Calculateur de température d’équilibre d’un mélange
Rédigé par Thierno Sadou Diallo, formule vérifiée selon notre méthodologie • Mis à jour le 25/08/2026
La température d'équilibre d'un mélange se calcule avec Téq = (m1×c1×T1 + m2×c2×T2) ÷ (m1×c1 + m2×c2), une conséquence directe de la conservation de l'énergie. Pour 1 kg d'eau à 80°C mélangé à 1 kg d'eau à 20°C, la température d'équilibre est exactement la moyenne, soit 50°C.
Explication
Quand deux corps à des températures différentes sont mis en contact thermique dans un système isolé (sans échange avec l'extérieur), la chaleur cédée par le corps le plus chaud en refroidissant est intégralement absorbée par le corps le plus froid en se réchauffant — c'est le principe même de la conservation de l'énergie appliqué à un problème de calorimétrie. En égalant la chaleur perdue par l'un (calculée selon la même relation Q=mcΔT que celle du calculateur de chaleur spécifique déjà publié) à la chaleur gagnée par l'autre, on peut résoudre directement la température d'équilibre commune atteinte par les deux corps. Cette formule revient, dans le cas particulier où les deux corps sont faits de la même substance, à une simple moyenne PONDÉRÉE par leurs masses respectives : mélanger deux masses égales d'eau à des températures différentes donne exactement leur moyenne arithmétique, tandis qu'une masse plus importante d'un côté « tire » davantage la température d'équilibre vers sa propre température initiale, un effet parfaitement intuitif (une grande quantité d'eau chaude refroidit moins vite au contact d'une petite quantité d'eau froide que l'inverse). Quand les deux corps sont de natures différentes, comme de l'eau et un métal, leurs capacités thermiques massiques respectives (très différentes : l'eau a l'une des capacités thermiques les plus élevées de tous les liquides usuels, tandis que la plupart des métaux ont une capacité thermique bien plus faible) entrent en jeu de façon déterminante : à masse égale, un métal change beaucoup plus facilement de température qu'un volume équivalent d'eau, ce qui explique pourquoi l'équilibre se rapproche davantage de la température initiale de l'eau dans un mélange eau/métal, même à masses comparables.
Exemple : mélange de deux masses égales d’eau
Données d'entrée
Corps 1 : 1 kg d’eau à 80°C. Corps 2 : 1 kg d’eau à 20°C.
Calcul
Téq = (1×4186×80 + 1×4186×20) ÷ (1×4186 + 1×4186) = 4186×(80+20) ÷ (2×4186) = (80+20) ÷ 2 = 50°C.
Résultat
La température d’équilibre de ce mélange est exactement 50°C — la simple moyenne des deux températures initiales, puisque les masses et les capacités thermiques massiques sont identiques des deux côtés.
Questions fréquentes
Pourquoi la température d’équilibre n’est-elle pas toujours la simple moyenne des deux températures ?
La simple moyenne arithmétique ne s'applique que dans le cas particulier où les deux corps ont exactement le même produit masse×capacité thermique massique (souvent parce qu'il s'agit de la même substance en quantités égales). Dès que les masses diffèrent, ou que les deux corps sont de natures différentes (des capacités thermiques massiques différentes), la température d'équilibre se rapproche davantage de la température initiale du corps qui possède le plus grand produit masse×capacité thermique — celui qui, en quelque sorte, « pèse » le plus lourd dans l'équilibre thermique final.
Cette formule fonctionne-t-elle si un des deux corps change d’état pendant le mélange ?

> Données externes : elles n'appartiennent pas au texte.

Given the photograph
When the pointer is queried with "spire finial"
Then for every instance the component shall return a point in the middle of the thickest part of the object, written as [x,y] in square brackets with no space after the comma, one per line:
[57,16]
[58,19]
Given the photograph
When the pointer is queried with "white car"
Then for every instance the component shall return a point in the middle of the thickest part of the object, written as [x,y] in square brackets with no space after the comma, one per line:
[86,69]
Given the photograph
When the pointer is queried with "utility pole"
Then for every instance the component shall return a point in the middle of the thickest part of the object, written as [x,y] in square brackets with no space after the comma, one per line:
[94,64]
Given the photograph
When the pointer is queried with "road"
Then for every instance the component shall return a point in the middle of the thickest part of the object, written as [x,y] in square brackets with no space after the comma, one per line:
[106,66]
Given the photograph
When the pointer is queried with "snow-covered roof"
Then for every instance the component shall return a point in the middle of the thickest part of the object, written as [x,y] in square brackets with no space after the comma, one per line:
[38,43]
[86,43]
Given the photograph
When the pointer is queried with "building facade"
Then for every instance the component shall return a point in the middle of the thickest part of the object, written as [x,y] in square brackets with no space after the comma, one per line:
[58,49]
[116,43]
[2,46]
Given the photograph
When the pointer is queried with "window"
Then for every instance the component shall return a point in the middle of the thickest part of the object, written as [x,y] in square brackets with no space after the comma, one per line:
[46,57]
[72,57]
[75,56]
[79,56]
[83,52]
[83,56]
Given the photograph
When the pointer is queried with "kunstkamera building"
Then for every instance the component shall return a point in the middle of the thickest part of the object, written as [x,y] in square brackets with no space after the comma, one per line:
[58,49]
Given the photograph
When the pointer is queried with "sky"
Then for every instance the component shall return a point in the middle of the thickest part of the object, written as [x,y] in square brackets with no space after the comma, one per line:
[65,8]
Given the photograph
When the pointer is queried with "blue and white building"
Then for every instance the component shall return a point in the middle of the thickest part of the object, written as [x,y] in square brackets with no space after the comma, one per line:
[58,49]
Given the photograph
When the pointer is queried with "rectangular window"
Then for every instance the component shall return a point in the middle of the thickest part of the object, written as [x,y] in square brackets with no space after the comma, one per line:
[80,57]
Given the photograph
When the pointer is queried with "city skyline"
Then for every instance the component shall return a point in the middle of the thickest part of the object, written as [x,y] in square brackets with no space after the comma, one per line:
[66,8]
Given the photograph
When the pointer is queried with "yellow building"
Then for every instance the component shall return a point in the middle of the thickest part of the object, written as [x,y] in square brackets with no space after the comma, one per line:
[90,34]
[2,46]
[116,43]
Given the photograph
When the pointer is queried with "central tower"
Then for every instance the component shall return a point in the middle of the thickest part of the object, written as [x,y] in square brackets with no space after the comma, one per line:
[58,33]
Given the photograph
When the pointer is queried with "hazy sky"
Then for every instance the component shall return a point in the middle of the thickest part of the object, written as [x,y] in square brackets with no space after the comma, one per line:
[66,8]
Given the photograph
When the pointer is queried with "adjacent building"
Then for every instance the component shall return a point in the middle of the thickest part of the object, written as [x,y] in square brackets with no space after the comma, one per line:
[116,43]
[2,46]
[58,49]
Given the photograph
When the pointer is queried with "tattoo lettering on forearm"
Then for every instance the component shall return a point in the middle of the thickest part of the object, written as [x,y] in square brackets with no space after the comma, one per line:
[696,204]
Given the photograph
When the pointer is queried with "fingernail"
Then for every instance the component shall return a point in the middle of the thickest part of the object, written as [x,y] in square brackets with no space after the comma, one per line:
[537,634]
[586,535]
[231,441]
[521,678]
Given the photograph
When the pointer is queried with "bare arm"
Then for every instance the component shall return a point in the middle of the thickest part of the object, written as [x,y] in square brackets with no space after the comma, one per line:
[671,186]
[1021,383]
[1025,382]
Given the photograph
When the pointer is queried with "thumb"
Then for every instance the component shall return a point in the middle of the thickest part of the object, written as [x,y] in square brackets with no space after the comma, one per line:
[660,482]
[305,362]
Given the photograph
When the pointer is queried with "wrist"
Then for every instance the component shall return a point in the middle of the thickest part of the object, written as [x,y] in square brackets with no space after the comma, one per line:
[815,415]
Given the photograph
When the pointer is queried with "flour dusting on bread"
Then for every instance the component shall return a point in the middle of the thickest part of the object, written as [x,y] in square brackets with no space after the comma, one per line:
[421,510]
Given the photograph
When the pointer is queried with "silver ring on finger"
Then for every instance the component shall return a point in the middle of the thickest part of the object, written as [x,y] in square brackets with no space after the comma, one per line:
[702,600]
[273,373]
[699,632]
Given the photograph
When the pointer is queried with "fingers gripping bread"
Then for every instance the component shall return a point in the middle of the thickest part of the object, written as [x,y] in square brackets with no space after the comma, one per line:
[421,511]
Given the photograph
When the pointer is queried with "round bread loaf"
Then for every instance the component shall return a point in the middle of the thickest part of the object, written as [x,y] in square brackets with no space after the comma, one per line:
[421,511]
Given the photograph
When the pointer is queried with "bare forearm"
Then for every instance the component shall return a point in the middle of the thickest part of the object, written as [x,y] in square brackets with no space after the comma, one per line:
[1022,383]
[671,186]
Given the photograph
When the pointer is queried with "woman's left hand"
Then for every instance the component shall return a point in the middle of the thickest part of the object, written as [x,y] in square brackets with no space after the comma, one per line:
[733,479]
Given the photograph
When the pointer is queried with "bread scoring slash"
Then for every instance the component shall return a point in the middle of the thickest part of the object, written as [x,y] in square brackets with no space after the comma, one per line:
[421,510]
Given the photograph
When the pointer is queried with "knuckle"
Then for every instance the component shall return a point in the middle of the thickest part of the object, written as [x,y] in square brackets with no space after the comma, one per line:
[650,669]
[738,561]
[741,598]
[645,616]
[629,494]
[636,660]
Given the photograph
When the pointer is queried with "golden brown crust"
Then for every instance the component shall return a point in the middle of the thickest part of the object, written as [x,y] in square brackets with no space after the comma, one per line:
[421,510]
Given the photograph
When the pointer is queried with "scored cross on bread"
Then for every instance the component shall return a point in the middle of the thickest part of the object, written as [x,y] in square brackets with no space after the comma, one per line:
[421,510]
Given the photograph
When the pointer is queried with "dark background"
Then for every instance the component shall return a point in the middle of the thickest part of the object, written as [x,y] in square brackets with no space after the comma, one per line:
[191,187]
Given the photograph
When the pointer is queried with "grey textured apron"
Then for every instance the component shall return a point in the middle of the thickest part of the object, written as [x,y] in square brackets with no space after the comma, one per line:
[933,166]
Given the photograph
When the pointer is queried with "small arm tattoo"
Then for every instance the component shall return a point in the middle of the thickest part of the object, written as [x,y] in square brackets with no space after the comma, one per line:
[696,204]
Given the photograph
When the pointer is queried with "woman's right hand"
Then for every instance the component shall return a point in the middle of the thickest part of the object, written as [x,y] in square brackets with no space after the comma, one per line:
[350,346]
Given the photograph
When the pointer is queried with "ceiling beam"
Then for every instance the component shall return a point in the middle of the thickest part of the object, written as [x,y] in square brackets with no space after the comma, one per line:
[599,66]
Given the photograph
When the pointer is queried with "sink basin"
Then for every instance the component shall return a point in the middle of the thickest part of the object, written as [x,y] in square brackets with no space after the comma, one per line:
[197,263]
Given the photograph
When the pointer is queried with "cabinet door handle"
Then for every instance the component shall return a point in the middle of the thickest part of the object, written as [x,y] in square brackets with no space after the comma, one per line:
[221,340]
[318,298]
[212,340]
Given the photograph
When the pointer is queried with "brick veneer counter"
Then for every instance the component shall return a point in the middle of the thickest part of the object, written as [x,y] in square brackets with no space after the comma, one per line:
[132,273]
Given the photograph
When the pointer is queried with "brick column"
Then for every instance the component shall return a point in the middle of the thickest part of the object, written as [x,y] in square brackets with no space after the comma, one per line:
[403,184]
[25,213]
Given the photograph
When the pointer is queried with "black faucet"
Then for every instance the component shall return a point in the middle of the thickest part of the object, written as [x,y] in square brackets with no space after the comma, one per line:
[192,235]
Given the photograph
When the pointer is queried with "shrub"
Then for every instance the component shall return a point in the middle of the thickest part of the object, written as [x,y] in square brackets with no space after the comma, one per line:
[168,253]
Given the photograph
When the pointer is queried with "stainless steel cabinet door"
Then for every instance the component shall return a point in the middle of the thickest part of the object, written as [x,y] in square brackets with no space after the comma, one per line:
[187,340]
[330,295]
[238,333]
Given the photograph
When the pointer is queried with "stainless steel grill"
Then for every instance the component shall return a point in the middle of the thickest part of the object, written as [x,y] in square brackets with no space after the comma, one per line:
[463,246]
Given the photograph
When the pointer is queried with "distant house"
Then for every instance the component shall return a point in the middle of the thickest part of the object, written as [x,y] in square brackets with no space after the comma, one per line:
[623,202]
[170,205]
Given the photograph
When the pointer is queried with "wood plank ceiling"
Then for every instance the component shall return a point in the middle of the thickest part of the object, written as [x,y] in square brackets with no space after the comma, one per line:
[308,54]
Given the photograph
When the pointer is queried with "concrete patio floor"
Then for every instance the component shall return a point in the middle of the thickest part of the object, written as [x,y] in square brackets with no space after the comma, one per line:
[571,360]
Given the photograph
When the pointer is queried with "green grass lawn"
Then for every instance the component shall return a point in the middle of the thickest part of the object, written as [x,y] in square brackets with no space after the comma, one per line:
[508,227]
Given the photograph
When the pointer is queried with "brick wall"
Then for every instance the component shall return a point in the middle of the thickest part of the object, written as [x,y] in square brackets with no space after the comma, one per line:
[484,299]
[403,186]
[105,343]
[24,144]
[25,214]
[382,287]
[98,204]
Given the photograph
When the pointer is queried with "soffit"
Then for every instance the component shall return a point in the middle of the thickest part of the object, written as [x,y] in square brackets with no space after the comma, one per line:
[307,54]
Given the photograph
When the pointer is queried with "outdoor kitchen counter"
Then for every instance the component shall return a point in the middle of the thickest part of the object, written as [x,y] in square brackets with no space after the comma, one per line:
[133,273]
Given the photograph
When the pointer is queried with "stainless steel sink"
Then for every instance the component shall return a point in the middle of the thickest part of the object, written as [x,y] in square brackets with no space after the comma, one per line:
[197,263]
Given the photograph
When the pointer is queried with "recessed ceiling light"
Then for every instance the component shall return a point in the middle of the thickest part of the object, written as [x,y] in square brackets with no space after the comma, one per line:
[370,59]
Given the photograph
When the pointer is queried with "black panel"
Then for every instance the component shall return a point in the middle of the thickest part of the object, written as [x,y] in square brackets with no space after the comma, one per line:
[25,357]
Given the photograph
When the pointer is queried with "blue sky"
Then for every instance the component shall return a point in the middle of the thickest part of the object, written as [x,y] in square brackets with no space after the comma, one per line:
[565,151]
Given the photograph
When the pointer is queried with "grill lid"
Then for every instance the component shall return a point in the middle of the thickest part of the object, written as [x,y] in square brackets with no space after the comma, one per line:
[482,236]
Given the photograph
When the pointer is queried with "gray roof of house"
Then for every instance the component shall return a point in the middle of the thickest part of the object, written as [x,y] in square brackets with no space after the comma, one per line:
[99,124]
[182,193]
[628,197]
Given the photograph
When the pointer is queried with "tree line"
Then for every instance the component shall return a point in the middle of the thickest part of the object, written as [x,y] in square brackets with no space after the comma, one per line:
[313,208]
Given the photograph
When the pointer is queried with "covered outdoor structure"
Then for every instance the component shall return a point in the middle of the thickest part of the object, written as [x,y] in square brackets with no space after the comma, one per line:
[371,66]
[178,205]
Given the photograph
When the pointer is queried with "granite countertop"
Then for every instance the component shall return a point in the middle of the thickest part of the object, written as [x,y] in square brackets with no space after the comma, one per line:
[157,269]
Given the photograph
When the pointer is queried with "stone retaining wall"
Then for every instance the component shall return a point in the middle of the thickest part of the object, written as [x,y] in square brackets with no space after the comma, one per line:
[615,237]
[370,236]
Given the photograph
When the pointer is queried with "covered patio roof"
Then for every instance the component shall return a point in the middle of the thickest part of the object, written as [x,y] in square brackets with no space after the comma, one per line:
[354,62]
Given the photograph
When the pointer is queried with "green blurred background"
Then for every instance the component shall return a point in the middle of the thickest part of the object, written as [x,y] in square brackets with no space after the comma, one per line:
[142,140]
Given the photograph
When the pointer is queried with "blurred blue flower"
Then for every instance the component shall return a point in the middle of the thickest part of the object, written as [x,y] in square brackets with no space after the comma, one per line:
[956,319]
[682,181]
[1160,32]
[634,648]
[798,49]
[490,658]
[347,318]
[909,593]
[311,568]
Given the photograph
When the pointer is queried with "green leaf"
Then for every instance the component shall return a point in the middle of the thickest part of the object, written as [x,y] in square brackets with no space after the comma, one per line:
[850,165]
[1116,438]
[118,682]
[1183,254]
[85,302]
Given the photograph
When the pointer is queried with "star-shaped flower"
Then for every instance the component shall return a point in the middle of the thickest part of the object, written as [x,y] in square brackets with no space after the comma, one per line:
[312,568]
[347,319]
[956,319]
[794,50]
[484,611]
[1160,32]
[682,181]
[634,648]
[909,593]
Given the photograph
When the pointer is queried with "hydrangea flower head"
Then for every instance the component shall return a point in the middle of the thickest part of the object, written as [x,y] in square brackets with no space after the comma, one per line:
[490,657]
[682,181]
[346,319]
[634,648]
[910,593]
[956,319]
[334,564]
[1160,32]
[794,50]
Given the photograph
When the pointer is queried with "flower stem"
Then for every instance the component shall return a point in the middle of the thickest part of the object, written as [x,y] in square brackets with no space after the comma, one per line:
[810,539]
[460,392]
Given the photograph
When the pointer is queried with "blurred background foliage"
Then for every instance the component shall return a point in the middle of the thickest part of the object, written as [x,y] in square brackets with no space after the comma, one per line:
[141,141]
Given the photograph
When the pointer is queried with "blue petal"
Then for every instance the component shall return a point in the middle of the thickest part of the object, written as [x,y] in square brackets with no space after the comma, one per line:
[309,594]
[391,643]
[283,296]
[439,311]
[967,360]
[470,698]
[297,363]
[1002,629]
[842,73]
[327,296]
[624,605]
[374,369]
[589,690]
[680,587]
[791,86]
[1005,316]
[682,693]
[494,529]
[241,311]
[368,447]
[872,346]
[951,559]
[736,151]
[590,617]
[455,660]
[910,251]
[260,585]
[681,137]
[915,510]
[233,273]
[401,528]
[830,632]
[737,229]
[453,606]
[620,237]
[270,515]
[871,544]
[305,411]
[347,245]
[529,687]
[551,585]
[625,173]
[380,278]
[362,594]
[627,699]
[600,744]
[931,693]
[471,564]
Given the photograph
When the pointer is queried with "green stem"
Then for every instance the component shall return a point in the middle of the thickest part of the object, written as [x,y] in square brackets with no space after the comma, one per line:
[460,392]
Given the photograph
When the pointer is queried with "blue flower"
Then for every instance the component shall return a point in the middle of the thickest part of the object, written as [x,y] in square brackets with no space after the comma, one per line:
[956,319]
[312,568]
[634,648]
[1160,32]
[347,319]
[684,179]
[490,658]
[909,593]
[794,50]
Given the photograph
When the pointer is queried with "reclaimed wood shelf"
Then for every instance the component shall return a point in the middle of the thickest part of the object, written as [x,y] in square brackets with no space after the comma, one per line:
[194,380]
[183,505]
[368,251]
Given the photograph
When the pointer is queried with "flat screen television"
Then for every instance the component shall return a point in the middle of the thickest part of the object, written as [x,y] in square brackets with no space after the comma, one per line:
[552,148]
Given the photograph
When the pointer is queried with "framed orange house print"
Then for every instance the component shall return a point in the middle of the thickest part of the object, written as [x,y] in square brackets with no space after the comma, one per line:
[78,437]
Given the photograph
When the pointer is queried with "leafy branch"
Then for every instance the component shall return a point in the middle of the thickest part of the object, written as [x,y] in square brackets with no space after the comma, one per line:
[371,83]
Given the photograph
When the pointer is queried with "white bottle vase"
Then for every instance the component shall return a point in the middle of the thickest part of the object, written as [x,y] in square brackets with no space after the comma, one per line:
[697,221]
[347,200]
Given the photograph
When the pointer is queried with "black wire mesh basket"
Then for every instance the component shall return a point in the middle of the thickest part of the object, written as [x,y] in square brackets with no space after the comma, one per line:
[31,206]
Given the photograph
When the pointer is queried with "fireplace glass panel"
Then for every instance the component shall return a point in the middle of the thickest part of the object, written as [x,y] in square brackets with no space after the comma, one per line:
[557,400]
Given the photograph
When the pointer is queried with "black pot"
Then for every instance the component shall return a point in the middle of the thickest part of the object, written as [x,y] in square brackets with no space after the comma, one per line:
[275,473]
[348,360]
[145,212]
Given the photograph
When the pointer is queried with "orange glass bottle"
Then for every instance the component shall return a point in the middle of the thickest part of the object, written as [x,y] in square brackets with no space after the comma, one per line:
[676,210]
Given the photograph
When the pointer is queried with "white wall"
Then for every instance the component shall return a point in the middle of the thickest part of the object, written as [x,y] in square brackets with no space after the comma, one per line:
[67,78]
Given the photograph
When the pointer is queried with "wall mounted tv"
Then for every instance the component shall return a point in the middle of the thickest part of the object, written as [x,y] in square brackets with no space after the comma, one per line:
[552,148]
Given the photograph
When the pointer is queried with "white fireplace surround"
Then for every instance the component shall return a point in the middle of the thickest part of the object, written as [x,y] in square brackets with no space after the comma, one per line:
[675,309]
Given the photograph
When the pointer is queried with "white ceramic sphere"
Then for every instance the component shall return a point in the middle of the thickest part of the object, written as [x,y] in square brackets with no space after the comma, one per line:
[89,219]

Non, cette formule suppose qu'aucun changement d'état (fusion, solidification, vaporisation) ne se produit pendant l'échange thermique — seulement une variation de température au sein d'une même phase. Si un glaçon fond en refroidissant de l'eau chaude, par exemple, il faut aussi prendre en compte la chaleur latente de fusion consommée par ce changement d'état, une énergie supplémentaire non comptabilisée par cette formule, qui rendrait le calcul plus complexe qu'un simple équilibre de température.
Que se passe-t-il en pratique, où le système n’est jamais parfaitement isolé ?
Cette formule suppose un système parfaitement isolé thermiquement, sans aucune perte de chaleur vers l'extérieur (le récipient, l'air ambiant) ni gain depuis l'extérieur. En pratique réelle, une partie de la chaleur s'échappe toujours vers l'environnement pendant le processus, ce qui fait que la température d'équilibre mesurée expérimentalement est généralement légèrement plus proche de la température ambiante que ne le prédit ce calcul théorique idéal — un écart que les expériences de calorimétrie en laboratoire cherchent justement à minimiser avec un récipient isolant (un calorimètre).